Despite this overwhelming role, women have been marginalised and, in some cases, excluded from decision-making in the peace processes. The absence of women's perspectives -- through their experience and knowledge -- damages the process of peacemaking, casts doubts on the fairness of peace negotiations, and makes it unlikely that sustainable or truly democratic peace will be achieved.

This issue of Network is dedicated to the women who, against all odds, are making every attempt to exert influence and introduce balance to the peacemaking processes. These women are actively involved as peacekeepers or staff supporting objectives of field missions. "Women Uniting for Peace" was the theme of the recent International Women's Day celebration on the 8th of March. This issue of Network reports on the keynote speakers for this event. We also point out issues concerning sexual harassment in the field with some practical ways that both staff and managers can deal with these situations.

Those of you who are involved in this important work, we fully support you and praise your efforts. Please don't lose sight of your objectives -- to make the world a better and more stable place for all -- women, children, and men. We salute you!

Zohreh Tabatabai

Around the UN

International Women’s Day

The International Women’s Day was celebrated this year with the theme "Women Uniting for Peace" focusing on the role of women as peacemakers.

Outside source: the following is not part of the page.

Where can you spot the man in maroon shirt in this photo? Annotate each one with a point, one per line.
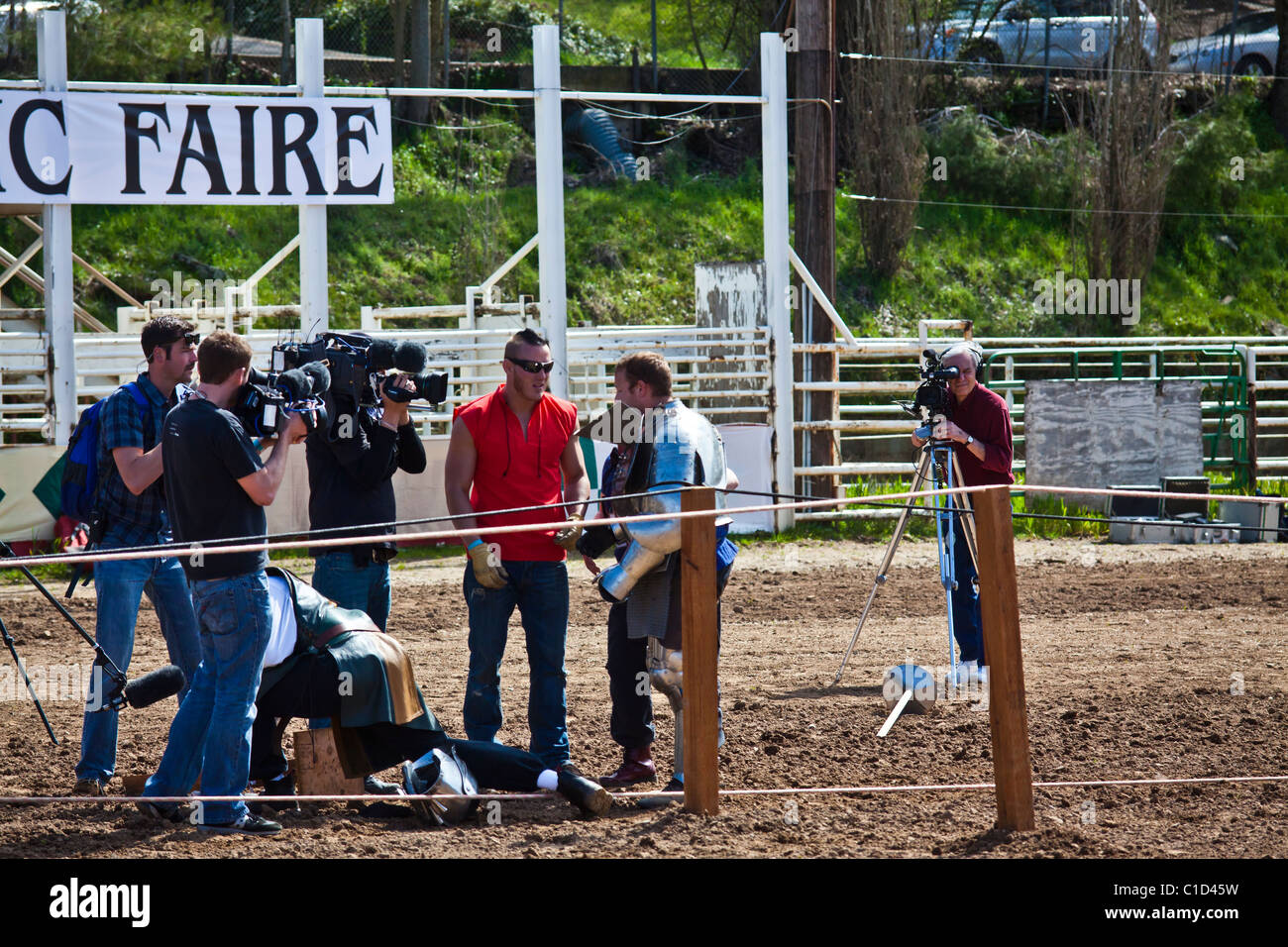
(980, 431)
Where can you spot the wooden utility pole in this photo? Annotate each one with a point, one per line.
(815, 224)
(700, 650)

DPI Under-Secretary-General Mr. Kensaku Hogen presided over the town hall meeting that took place at Headquarters in the morning. Non-governmental organizations from all over the world took part in the discussion following the statements of the Secretary-General, the President of the Security Council, and Ms. Mary Robinson. The meeting was followed by a luncheon organized by the Group on Equal Rights and it was attended by all the women Permanent Representatives and senior management. In the afternoon a panel discussion was held for women staff members on the status women in the Secretariat with Ms. Carolyn McAskie, Deputy to the USG/OCHA, Mr. Hedi Annabi, ASG/DPKO, Ms. Rafiah Salim, ASG/OHRM, Ms. Zohreh Tabatabai, Focal Point for Women in the UN, and Ms. Marcia Brewster, President, Group on Equal Rights participating with Deputy Secretary-General, Ms. Louise Fréchette acting as moderator.

The Secretary-General in his Women’s Day statement said that the UN had made special efforts to recruit women for peacekeeping missions and to make all the Organization’s operations more aware of gender issues. Several missions – including those in Afghanistan, Kosovo and East Timor – now include civilian gender affairs units. The Secretary-General then appealed to Member States to include qualified women in the contingents they send, and to nominate qualified women candidates for posts at all levels.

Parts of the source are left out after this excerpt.